Screenshot of the Amazon Athena web console highlighting the Workgroups page—“Create workgroup” button framed in orange and two groups listed beneath.
Athena Workgroups console: split your ‘read’ and ‘write’ workgroups here.

Alternative – 

For an even stronger isolation, some organizations create a dedicated AWS account for analysts and a different account for data engineering jobs. Athena’s cost is then isolated by account. Cross-account S3 access can let the analysts query the data without being impacted by the ETL account’s Athena usage at all. This is a heavier setup (requires managing two accounts and permissions), so using two workgroups is the simpler first step.

Takeaway – No more BI users queued behind nightly batch loads. Isolating workloads ensures a rogue ETL job can’t throttle your interactive queries (and vice-versa).

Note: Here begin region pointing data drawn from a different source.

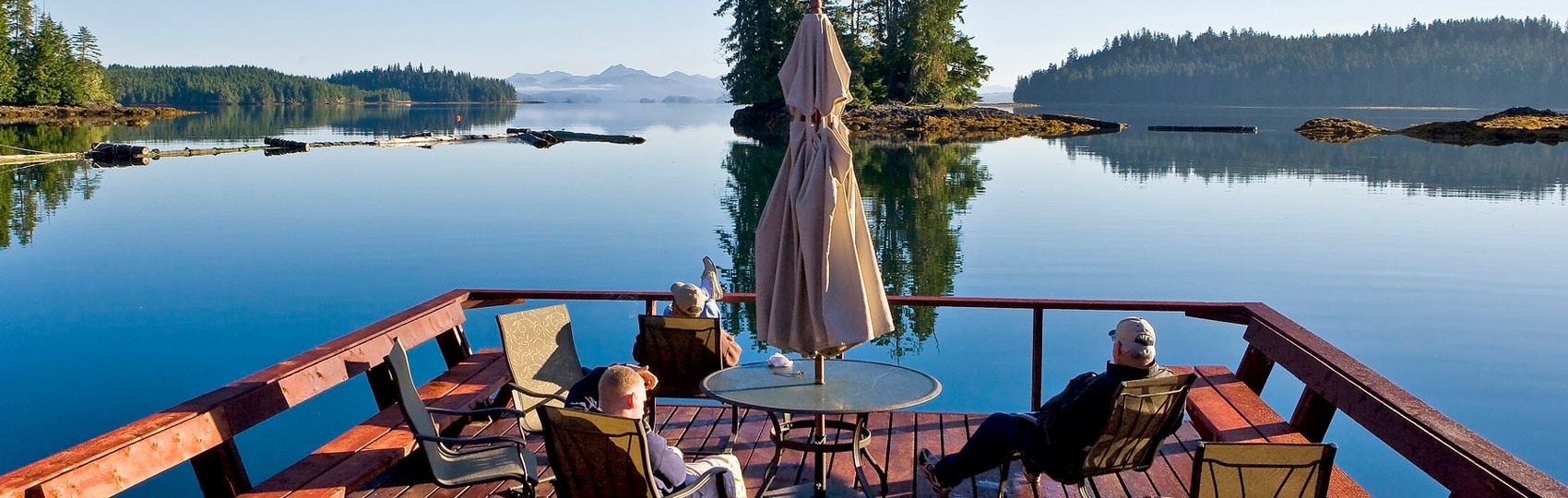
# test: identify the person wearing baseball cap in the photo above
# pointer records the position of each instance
(1052, 437)
(696, 300)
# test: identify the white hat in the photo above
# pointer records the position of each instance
(689, 298)
(1135, 337)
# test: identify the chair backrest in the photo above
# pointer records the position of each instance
(1133, 434)
(416, 414)
(679, 351)
(1261, 470)
(596, 455)
(541, 356)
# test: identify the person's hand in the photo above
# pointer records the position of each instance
(649, 381)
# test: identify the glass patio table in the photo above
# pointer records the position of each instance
(851, 387)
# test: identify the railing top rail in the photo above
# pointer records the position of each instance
(1455, 456)
(116, 461)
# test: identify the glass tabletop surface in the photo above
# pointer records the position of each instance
(850, 387)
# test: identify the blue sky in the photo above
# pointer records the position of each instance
(585, 36)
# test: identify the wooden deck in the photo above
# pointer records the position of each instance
(896, 439)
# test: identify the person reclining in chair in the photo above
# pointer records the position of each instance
(1062, 426)
(622, 394)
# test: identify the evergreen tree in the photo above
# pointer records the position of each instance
(46, 71)
(6, 63)
(19, 18)
(757, 44)
(902, 51)
(91, 82)
(1478, 63)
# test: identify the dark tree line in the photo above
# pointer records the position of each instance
(1476, 62)
(44, 65)
(434, 85)
(226, 85)
(898, 51)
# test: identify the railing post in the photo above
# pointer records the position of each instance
(381, 385)
(454, 347)
(220, 471)
(1039, 362)
(1254, 368)
(1313, 415)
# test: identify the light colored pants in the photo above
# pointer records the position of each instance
(737, 486)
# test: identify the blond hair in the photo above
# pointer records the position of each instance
(618, 381)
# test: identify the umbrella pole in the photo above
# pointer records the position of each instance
(820, 374)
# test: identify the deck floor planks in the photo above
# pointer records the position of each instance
(752, 446)
(896, 439)
(900, 448)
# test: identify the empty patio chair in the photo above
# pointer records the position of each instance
(481, 459)
(543, 359)
(604, 456)
(1225, 470)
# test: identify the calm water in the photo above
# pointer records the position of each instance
(129, 290)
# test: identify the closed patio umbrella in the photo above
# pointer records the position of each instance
(819, 289)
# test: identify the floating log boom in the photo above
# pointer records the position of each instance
(1205, 129)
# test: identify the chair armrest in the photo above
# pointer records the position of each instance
(472, 441)
(696, 486)
(1028, 419)
(535, 394)
(479, 412)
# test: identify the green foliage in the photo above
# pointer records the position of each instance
(898, 51)
(929, 60)
(428, 85)
(1478, 62)
(42, 65)
(757, 44)
(226, 85)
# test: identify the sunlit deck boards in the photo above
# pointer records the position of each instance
(894, 442)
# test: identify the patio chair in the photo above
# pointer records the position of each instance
(543, 361)
(596, 455)
(1140, 412)
(681, 351)
(481, 459)
(1261, 470)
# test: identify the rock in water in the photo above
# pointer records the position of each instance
(1337, 130)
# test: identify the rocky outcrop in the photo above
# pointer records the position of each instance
(1337, 130)
(91, 114)
(1515, 125)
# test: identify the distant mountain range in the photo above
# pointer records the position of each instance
(618, 83)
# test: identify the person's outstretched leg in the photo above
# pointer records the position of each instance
(987, 448)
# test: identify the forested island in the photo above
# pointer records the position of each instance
(913, 72)
(434, 85)
(1446, 63)
(248, 85)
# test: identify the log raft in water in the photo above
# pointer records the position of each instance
(109, 154)
(1205, 129)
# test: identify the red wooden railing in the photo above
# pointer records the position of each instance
(201, 430)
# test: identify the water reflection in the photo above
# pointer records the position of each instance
(31, 192)
(914, 193)
(1523, 171)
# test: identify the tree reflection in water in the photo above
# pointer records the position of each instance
(913, 192)
(35, 190)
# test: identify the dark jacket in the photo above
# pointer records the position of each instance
(1073, 419)
(667, 464)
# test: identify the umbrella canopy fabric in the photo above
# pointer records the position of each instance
(819, 289)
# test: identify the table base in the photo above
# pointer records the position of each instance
(820, 446)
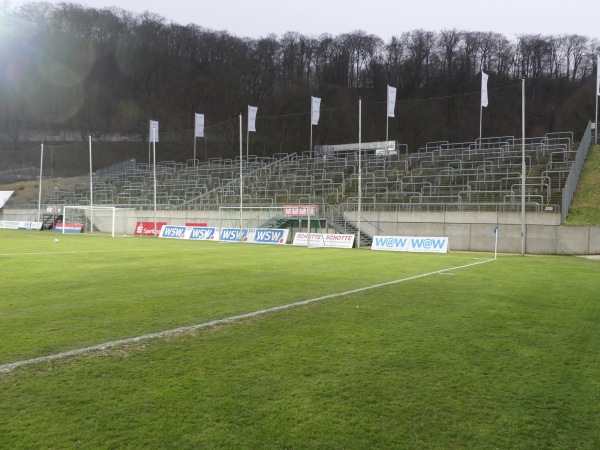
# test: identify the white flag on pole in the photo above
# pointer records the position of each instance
(252, 118)
(484, 77)
(391, 100)
(315, 110)
(199, 125)
(153, 133)
(598, 76)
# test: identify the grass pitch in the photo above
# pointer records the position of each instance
(502, 354)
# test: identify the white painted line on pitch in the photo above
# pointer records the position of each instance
(145, 337)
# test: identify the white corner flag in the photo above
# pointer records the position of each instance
(484, 77)
(391, 101)
(153, 133)
(199, 125)
(252, 118)
(315, 110)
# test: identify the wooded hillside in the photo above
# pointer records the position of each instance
(104, 72)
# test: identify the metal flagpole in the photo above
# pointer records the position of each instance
(40, 183)
(387, 116)
(91, 189)
(154, 173)
(523, 169)
(359, 167)
(480, 122)
(241, 180)
(597, 95)
(496, 242)
(195, 139)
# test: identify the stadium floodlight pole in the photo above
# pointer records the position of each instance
(154, 172)
(241, 181)
(40, 183)
(359, 168)
(91, 188)
(523, 169)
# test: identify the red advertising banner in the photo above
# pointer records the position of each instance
(299, 210)
(147, 228)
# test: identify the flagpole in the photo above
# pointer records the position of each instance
(310, 149)
(387, 116)
(597, 95)
(523, 169)
(241, 180)
(195, 139)
(480, 122)
(40, 183)
(154, 172)
(359, 167)
(91, 189)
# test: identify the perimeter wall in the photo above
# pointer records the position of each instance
(466, 231)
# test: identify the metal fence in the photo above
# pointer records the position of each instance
(573, 178)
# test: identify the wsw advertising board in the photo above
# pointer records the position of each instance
(410, 244)
(255, 235)
(325, 240)
(249, 235)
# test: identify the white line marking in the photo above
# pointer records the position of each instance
(145, 337)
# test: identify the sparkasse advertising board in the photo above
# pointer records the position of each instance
(410, 244)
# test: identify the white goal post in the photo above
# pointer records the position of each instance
(102, 218)
(238, 218)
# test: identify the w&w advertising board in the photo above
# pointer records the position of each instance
(410, 244)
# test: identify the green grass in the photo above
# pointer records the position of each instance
(497, 355)
(585, 209)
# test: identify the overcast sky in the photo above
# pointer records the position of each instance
(384, 18)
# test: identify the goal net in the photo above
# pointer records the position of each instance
(93, 219)
(265, 224)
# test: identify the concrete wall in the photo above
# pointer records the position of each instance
(466, 231)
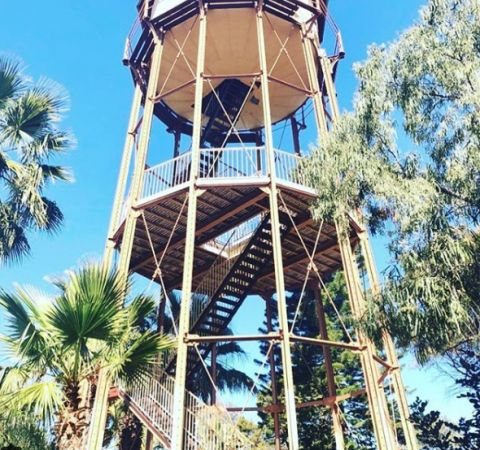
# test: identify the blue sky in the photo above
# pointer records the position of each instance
(80, 45)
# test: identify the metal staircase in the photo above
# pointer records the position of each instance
(231, 285)
(206, 427)
(224, 288)
(222, 107)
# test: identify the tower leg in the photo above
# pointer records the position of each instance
(184, 321)
(376, 395)
(327, 354)
(140, 160)
(398, 386)
(289, 388)
(123, 174)
(273, 377)
(100, 406)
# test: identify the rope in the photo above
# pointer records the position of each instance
(257, 379)
(211, 381)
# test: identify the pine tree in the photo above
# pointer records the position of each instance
(315, 423)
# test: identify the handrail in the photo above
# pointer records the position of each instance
(223, 163)
(206, 427)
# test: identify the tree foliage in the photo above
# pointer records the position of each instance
(29, 139)
(438, 433)
(408, 156)
(59, 345)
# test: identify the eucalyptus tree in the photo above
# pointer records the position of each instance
(30, 138)
(228, 378)
(408, 157)
(59, 345)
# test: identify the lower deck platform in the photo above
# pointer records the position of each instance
(226, 217)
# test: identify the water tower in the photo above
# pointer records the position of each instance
(220, 211)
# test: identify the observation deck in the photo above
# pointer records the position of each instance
(232, 204)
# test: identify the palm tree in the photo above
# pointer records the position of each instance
(59, 348)
(29, 138)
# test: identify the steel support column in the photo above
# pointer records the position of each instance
(100, 406)
(375, 393)
(273, 376)
(398, 386)
(327, 354)
(289, 387)
(184, 320)
(312, 72)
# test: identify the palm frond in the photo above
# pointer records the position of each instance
(11, 79)
(13, 241)
(135, 361)
(42, 399)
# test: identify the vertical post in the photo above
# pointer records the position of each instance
(273, 377)
(148, 441)
(141, 158)
(213, 373)
(314, 85)
(100, 406)
(295, 134)
(161, 313)
(327, 354)
(398, 386)
(276, 244)
(183, 327)
(376, 395)
(123, 175)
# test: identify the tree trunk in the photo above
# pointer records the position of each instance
(74, 419)
(131, 433)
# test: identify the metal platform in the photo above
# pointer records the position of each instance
(232, 182)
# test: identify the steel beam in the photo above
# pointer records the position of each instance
(392, 359)
(123, 175)
(100, 407)
(183, 327)
(289, 388)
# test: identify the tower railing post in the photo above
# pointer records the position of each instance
(376, 395)
(327, 355)
(389, 348)
(184, 321)
(289, 388)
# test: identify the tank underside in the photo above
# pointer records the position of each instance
(232, 69)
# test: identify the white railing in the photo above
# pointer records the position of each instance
(225, 163)
(234, 162)
(286, 168)
(206, 427)
(166, 175)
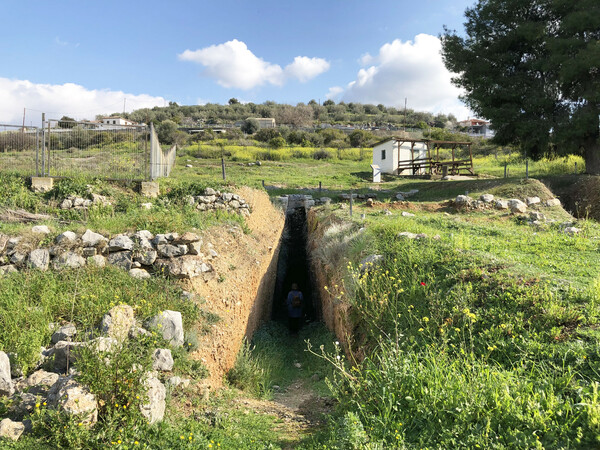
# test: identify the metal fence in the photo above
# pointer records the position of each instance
(94, 149)
(19, 149)
(101, 150)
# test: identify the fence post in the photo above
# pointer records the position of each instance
(351, 203)
(43, 145)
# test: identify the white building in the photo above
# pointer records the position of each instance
(116, 121)
(389, 153)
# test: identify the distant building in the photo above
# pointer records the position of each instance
(387, 154)
(477, 128)
(264, 122)
(116, 121)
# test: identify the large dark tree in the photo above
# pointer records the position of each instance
(531, 67)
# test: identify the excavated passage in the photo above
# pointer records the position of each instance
(293, 266)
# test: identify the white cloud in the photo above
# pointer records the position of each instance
(68, 99)
(334, 92)
(233, 65)
(304, 68)
(411, 69)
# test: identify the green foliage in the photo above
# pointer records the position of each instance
(29, 301)
(470, 340)
(531, 68)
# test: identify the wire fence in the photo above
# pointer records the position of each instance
(108, 151)
(19, 149)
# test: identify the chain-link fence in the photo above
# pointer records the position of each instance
(19, 149)
(108, 151)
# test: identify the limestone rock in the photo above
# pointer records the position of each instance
(72, 398)
(140, 274)
(501, 204)
(6, 384)
(41, 229)
(370, 261)
(463, 200)
(64, 333)
(170, 325)
(145, 257)
(7, 269)
(118, 322)
(11, 430)
(91, 239)
(187, 266)
(68, 260)
(552, 202)
(169, 251)
(65, 354)
(516, 206)
(38, 382)
(98, 261)
(119, 243)
(68, 237)
(162, 359)
(154, 408)
(121, 259)
(187, 238)
(39, 259)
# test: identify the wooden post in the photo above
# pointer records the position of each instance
(351, 203)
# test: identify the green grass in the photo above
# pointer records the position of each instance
(486, 338)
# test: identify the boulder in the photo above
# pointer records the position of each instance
(65, 354)
(162, 359)
(145, 257)
(91, 239)
(537, 216)
(64, 333)
(98, 261)
(6, 385)
(407, 235)
(11, 430)
(154, 408)
(68, 260)
(187, 266)
(38, 382)
(118, 322)
(121, 259)
(170, 251)
(119, 243)
(516, 206)
(501, 204)
(463, 201)
(39, 259)
(139, 274)
(187, 238)
(68, 237)
(7, 269)
(170, 325)
(370, 261)
(40, 229)
(72, 398)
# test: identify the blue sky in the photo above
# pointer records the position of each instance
(83, 58)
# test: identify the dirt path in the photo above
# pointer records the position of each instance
(300, 411)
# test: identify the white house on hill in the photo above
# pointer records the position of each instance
(387, 154)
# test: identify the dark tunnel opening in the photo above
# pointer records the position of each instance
(293, 267)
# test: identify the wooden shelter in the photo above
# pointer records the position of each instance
(421, 157)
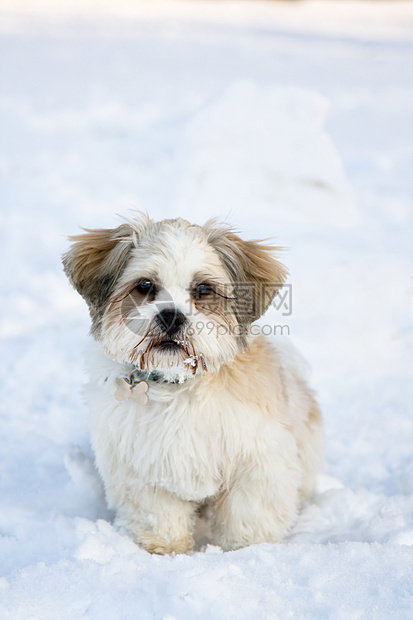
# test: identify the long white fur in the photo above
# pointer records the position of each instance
(199, 439)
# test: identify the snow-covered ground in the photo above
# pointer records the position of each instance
(286, 119)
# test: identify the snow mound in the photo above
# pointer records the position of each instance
(264, 149)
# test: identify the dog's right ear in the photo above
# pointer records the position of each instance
(95, 261)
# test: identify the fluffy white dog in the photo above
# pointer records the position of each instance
(187, 406)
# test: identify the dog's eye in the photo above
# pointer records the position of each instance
(202, 290)
(145, 287)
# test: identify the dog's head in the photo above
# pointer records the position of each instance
(171, 296)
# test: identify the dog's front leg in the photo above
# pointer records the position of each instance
(158, 520)
(261, 501)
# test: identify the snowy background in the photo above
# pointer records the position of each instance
(293, 120)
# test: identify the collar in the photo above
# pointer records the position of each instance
(136, 375)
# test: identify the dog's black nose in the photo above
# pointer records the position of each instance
(170, 321)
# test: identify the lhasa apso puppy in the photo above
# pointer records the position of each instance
(188, 404)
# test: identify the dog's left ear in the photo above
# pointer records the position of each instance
(256, 274)
(95, 261)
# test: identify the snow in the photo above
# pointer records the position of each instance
(286, 119)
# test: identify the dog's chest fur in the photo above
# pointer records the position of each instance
(188, 439)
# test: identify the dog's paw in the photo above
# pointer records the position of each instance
(161, 546)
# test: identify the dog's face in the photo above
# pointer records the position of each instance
(170, 296)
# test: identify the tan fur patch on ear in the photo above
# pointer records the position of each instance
(95, 261)
(256, 274)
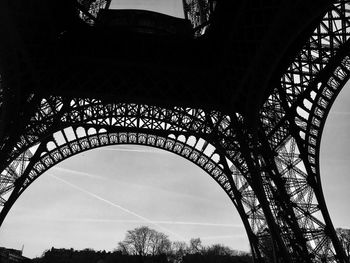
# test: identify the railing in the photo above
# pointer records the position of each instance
(199, 12)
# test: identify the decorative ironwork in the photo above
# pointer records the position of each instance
(270, 171)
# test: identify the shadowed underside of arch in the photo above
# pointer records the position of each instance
(269, 171)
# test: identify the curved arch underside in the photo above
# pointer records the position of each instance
(270, 172)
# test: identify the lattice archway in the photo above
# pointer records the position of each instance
(48, 149)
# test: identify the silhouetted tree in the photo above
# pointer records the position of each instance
(219, 250)
(344, 237)
(178, 250)
(196, 246)
(143, 241)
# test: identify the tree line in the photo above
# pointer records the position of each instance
(146, 245)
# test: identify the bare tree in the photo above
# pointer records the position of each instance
(344, 237)
(178, 250)
(144, 241)
(196, 246)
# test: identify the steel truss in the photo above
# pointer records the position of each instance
(270, 172)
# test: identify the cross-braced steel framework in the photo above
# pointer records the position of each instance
(269, 171)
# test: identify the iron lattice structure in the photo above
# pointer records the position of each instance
(268, 167)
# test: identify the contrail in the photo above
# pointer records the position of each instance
(61, 169)
(221, 237)
(117, 206)
(154, 221)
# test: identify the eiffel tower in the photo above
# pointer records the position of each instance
(240, 88)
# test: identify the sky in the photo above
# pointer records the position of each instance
(92, 199)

5. Auto-delete (or archive) old result sets

This might sound familiar from the BI section: ad-hoc queries also produce result files, and often even more chaotically. An analyst might run hundreds of throwaway queries in a day, generating hundreds of small S3 files. Over time, without cleanup, you accumulate potentially millions of objects consuming space and incurring request costs. 

How to implement – 

  • The solution is the same S3 lifecycle approach: apply a rule on the bucket/prefix used for Athena results to delete objects after, say, 3 days. If you have a dedicated results bucket, you can apply a bucket-wide rule. If not, you can target the specific prefix (e.g., athena-results/analysts/).
  • If outright deletion is too aggressive for your needs, you could instead transition older results to a cheaper storage class like Glacier Instant Retrieval after 30 days, so they cost almost nothing unless retrieved (and if you do need an old result, Athena can still query Glacier IR objects directly with a slightly higher cost).

Alternative – 

Instead of relying on S3 lifecycle alone, you could incorporate a cleanup step in your workflow. For instance, run a daily AWS Lambda that finds and deletes Athena result objects older than X days, or have users run queries in a scratch workgroup whose results bucket is periodically purged. This offers more control (you might skip deleting certain important query outputs), but it’s more work to maintain. 

Takeaway – Treat Athena result sets as temporary scratch data – they shouldn’t outlive their usefulness. 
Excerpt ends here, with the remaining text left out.